Djoko sendiri disebut-sebut bakal menjadi Ketua Tim Pemenangan Prabowo-Sandi pada pemilihan presiden (pilpres) 2019. Mantan Panglima TNI itu menyebut SBY yang meminta langsung untuk menjadi juru kampanye Prabowo-Sandi.



"Iya, Pak SBY ingin itu (menjadi juru kampanye Prabowo-Sandi)," ujarnya.

Djoko Santoso: SBY Ikut Jadi Jurkam Prabowo-SandiAnggota Dewan Pembina Partai Gerindara Djoko Santoso. (CNN Indonesia/Feri Agus Setyawan)
Lebih lanjut, Djoko juga menyambut baik bila mantan Panglima TNI Jenderal (Purn) Gatot Nurmantyo bergabung dalam Tim Pemenangan Prabowo-Sandi. Namun, dia belum mengetahui apakah Gatot bakal benar-benar bergabung.

"Sampai sekarang belum ada permintaan. Ya, kami tunggu lah. Dia gabung di PAN kata beritanya," ujarnya.

Menurut Djoko, sampai saat ini Tim Pemenangan Prabowo-Sandi belum disahkan. Pensiunan jenderal bintang empat itu mengatakan pihaknya masih melakukan penyempurnaan Tim Pemenangan Prabowo-Sandi sebelum didaftarkan ke Komisi Pemilihan Umum (KPU).

"Belum, belum. Ada ya nanti masukin lagi, tunggu lah sabar," tuturnya.

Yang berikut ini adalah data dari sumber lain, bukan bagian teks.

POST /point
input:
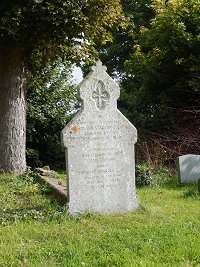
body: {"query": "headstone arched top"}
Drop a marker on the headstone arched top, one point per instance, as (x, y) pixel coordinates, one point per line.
(98, 90)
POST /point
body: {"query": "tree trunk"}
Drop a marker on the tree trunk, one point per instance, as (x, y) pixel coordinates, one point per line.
(12, 109)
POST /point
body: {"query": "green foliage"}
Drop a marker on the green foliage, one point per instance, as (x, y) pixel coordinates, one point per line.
(36, 231)
(157, 60)
(51, 101)
(47, 29)
(163, 71)
(114, 55)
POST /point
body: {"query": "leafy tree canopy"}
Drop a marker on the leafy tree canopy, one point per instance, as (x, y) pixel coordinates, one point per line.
(164, 66)
(57, 27)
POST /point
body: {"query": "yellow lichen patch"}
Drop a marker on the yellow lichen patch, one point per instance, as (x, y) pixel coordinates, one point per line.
(74, 128)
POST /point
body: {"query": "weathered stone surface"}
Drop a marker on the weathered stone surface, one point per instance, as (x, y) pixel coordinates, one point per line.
(188, 168)
(100, 149)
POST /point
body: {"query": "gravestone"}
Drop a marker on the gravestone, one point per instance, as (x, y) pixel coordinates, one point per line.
(189, 168)
(99, 143)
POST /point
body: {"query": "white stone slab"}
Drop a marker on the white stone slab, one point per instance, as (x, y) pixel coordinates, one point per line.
(189, 168)
(100, 149)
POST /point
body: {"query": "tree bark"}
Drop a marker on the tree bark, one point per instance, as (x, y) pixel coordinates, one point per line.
(12, 108)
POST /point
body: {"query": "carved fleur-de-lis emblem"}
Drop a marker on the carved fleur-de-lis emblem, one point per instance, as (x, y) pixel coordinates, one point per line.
(100, 95)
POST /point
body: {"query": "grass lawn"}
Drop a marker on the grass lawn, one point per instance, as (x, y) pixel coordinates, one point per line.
(35, 230)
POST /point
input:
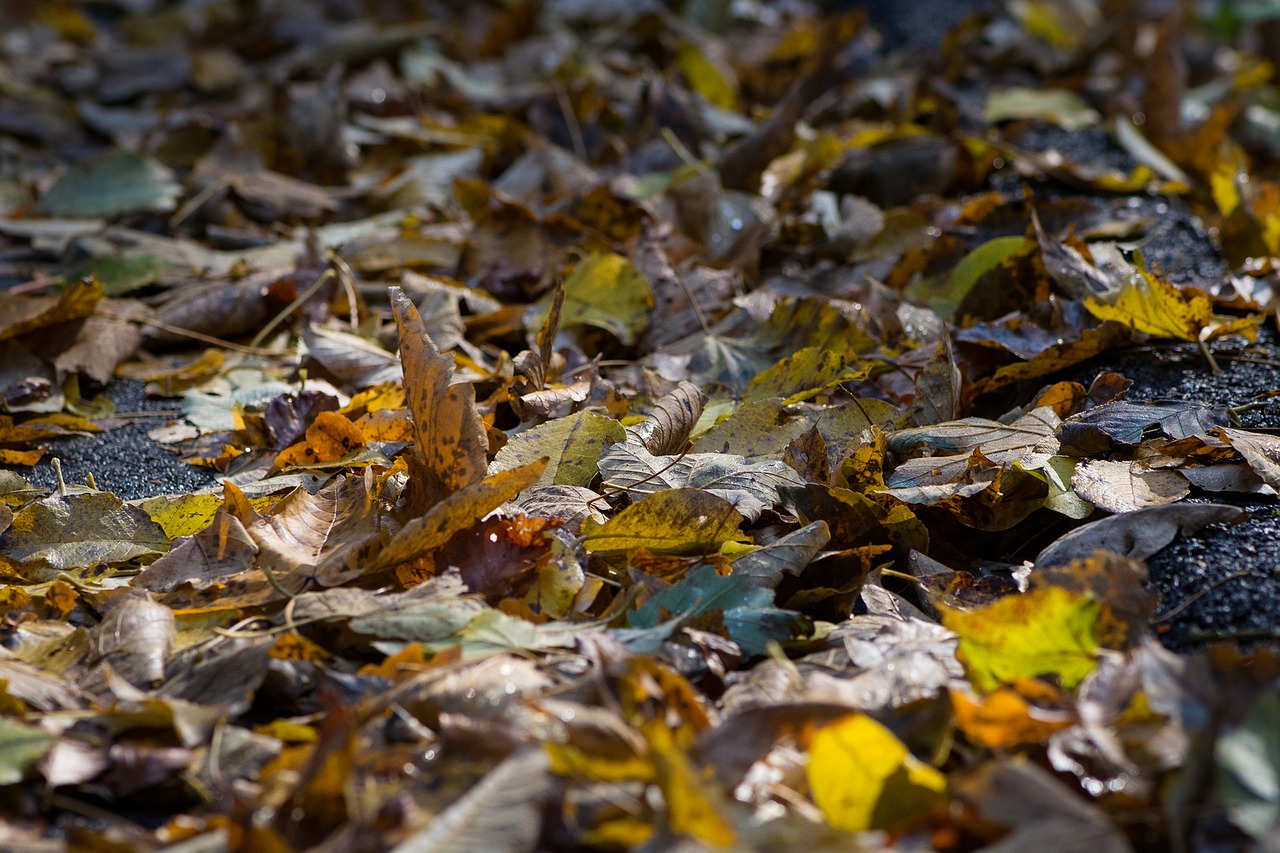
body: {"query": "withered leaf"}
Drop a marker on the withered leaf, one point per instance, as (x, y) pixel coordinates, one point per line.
(667, 428)
(449, 441)
(502, 811)
(456, 512)
(314, 537)
(1127, 423)
(571, 445)
(1137, 534)
(750, 487)
(64, 532)
(1124, 487)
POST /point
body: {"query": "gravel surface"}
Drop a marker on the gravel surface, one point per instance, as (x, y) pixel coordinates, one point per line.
(123, 460)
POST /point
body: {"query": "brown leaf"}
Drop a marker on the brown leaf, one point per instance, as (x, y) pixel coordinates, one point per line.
(309, 536)
(666, 429)
(449, 443)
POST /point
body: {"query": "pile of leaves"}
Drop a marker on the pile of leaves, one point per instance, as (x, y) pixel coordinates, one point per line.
(635, 427)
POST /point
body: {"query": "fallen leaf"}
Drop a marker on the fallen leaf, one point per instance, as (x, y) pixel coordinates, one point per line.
(1045, 632)
(676, 521)
(449, 443)
(1137, 534)
(64, 532)
(864, 778)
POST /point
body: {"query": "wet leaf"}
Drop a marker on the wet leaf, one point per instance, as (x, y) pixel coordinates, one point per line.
(1124, 423)
(115, 183)
(1248, 770)
(572, 447)
(607, 292)
(456, 512)
(1137, 534)
(1125, 487)
(502, 811)
(667, 428)
(81, 530)
(676, 521)
(750, 487)
(1153, 306)
(1046, 632)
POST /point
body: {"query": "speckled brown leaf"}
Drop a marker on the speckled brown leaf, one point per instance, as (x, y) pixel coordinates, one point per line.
(449, 443)
(310, 536)
(22, 314)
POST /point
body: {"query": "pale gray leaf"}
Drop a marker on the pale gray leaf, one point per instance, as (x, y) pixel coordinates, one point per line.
(1136, 534)
(667, 428)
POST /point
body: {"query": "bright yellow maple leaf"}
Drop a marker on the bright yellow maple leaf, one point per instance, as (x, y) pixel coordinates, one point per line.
(862, 776)
(1048, 632)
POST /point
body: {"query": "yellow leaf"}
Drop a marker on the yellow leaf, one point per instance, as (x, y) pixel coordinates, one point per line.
(604, 291)
(329, 437)
(705, 77)
(182, 515)
(567, 760)
(1153, 306)
(1047, 632)
(691, 807)
(1224, 182)
(1004, 719)
(864, 778)
(682, 521)
(456, 512)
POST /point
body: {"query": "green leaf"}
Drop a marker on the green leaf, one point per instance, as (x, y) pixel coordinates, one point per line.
(115, 183)
(607, 292)
(746, 611)
(946, 297)
(1248, 770)
(801, 375)
(19, 748)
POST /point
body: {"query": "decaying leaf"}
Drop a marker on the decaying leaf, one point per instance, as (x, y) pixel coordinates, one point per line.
(449, 443)
(863, 778)
(750, 487)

Djoko Santoso: SBY Ikut Jadi Jurkam Prabowo-SandiKetua MPR Zulkifli Hasan (kiri) usai bertemu mantan Panglima TNI Gatot Nurmantyo. (CNN Indonesia/Adhi Wicaksono)
Energi Baru dari Gatot

Di tempat lain, Partai Demokrat menyambut baik Gatot Nurmantyo jika bergabung ke Tim Pemenangan Prabowo-Sandiaga. Kehadiran Gatot disebut bakal membawa energi baru.

"Tentu Pak Gatot Nurmantyo itu akan membawa enrgi baru. Bukan sekedar energi, ini energi roket betulan bukan roket mainan," kata Kepala Divisi Advokasi dan Hukum DPP Demokrat Ferdinand Hutahaean di Rumah SBY, kawasan Mega Kuningan, Jakarta, Kamis (12/9).

"Jadi ini akan menambah kemenangan bagi Pak Prabowo-Sandi," ujarnya.


Namun Ferdinand belum mengetahui apakah Gatot benar-benar telah bergabung dengan Tim Pemenangan Prabowo-Sandi. Dia baru sekedar mendengar pernyataan dari Ketua Umum PAN Zulkifli Hasan.

"Tetapi kami tentu akan sangat senang, bangga dan bahagia apabila Jenderal Gatot Nurmantyo bergabung bersama tim pemenangan Prabowo-Sandi," tuturnya.

Menurut Ferdinand, Gatot memiliki basis pendukung yang nyata. Selain itu, kata Ferdinand ketokohan Gatot bakal membawa kekuatan koalisi pengusung Prabowo-Sandi memenangkan pemilihan pilpres 2019.

"Ketokohan beliau akan mampu membawa power dan tenaga untuk memenangkan Pak Prabowo dan Sandi," katanya.